Your existing processes may be standing in the way of progress. If, for example, your timesheets are all done on paper, running even basic data analytics is challenging. Upgrading to an online system that can run algorithms for you can save time, money, and effort that your team can use on other projects.

A bird’s eye view of the business: For mobile business the Wandering Pizza Co, workforce management software ensures staff are paid fairly for the hours they work, with easy and impartial time recording. Timetabling gives a forward view of staff availability in the coming weeks, so managers are able to plan shifts with ease.

Step 6: Drive employee adoption

Once you’re convinced that implementing a workforce management system is the right move for your business, the final step is to bring your employees on the journey with you.

Highlight the benefits: Your employees will gain autonomy, accurate and timely pay, and clarity into upcoming schedules and changes.

Focus on ease of use: Reassure your employees that the change will require minimal effort and is easy to use.

Give your team options: What do you do if an employee doesn’t have a smartphone? Ensure you have a back-up plan that makes everyone feel included and catered for.

Saving time: Fast-growing coffee chain Volcano Coffee Works uses workforce management to ensure staff gets paid smoothly. Integration with payroll software means complete timesheets translate seamlessly into on-time payments for staff. The finance manager is able to upload 40 invoices in 20 seconds, a level of efficiency that’s helping the business to grow.

Ease and speed: Jo Williams uses workforce management to schedule the team of 11 private caregivers she needs to support her independent living.

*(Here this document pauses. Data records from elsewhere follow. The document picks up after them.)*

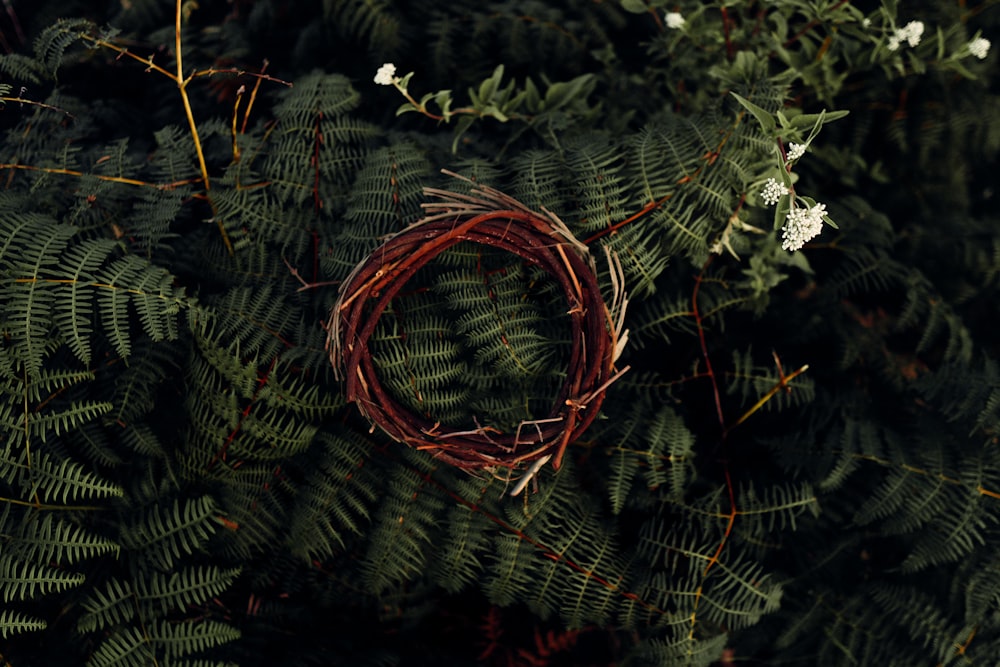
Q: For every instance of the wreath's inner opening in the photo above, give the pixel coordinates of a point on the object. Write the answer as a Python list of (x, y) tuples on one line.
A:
[(477, 338)]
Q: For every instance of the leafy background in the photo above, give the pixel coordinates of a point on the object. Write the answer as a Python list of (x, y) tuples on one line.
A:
[(801, 467)]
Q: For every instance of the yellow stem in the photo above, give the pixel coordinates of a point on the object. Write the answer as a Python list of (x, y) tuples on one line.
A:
[(182, 87)]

Ease of use plus communication and geolocation features provides peace of mind and helps ensure she receives the care she needs.

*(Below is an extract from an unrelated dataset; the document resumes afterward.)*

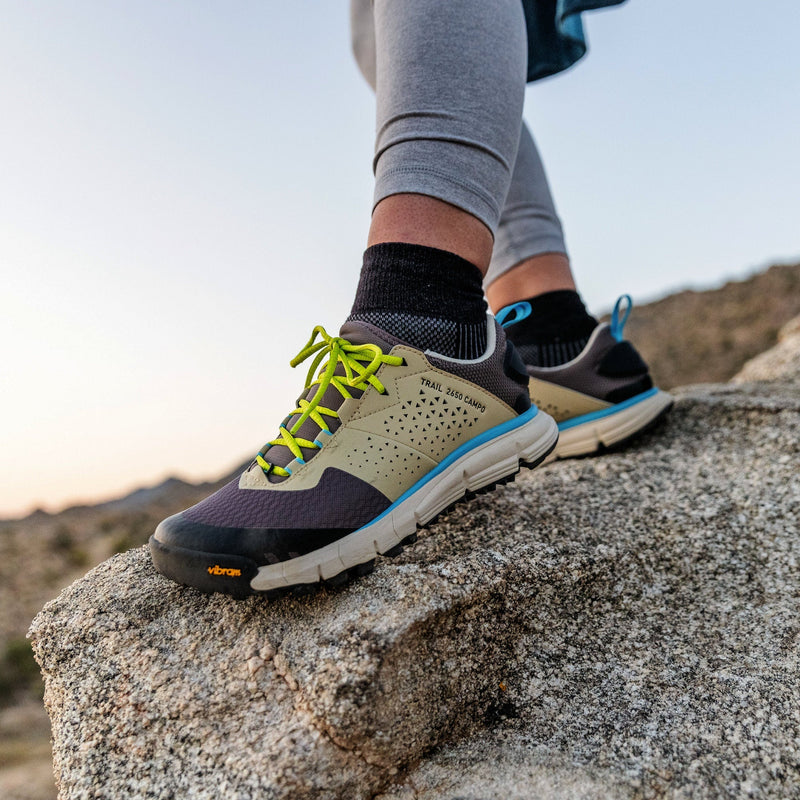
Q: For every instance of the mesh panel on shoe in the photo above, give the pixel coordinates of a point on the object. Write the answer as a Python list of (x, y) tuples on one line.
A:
[(454, 339)]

Four Best Practices to Roll Out New Workforce Management Software

  • Find a system that matches your specific needs. You’ll be able to identify what those needs are using your data.
  • Prepare your stakeholders for change. Notify anyone who is going to be impacted that the overhaul is coming up, and use their knowledge to make implementation run smoothly.
  • Communicate. Send out a weekly email, have team meetings, print out posters: do whatever you need to do to keep your employees in the loop.
  • Be adaptable. Iterate based on your team’s needs.

Workforce Management in action

For managers and owners, more staff and more locations usually mean a ton of extra admin and lost time. Before you know it, you’re running just to stand still. But it doesn’t have to be that way.

Whether you manage one location or hundreds, workforce management puts the tools you need at your fingertips, simplifies all the admin, and sets you up to achieve your best results.

It’s up to you to make last-minute schedule changes, find relief staff when someone is off sick, and collect accurate timesheets.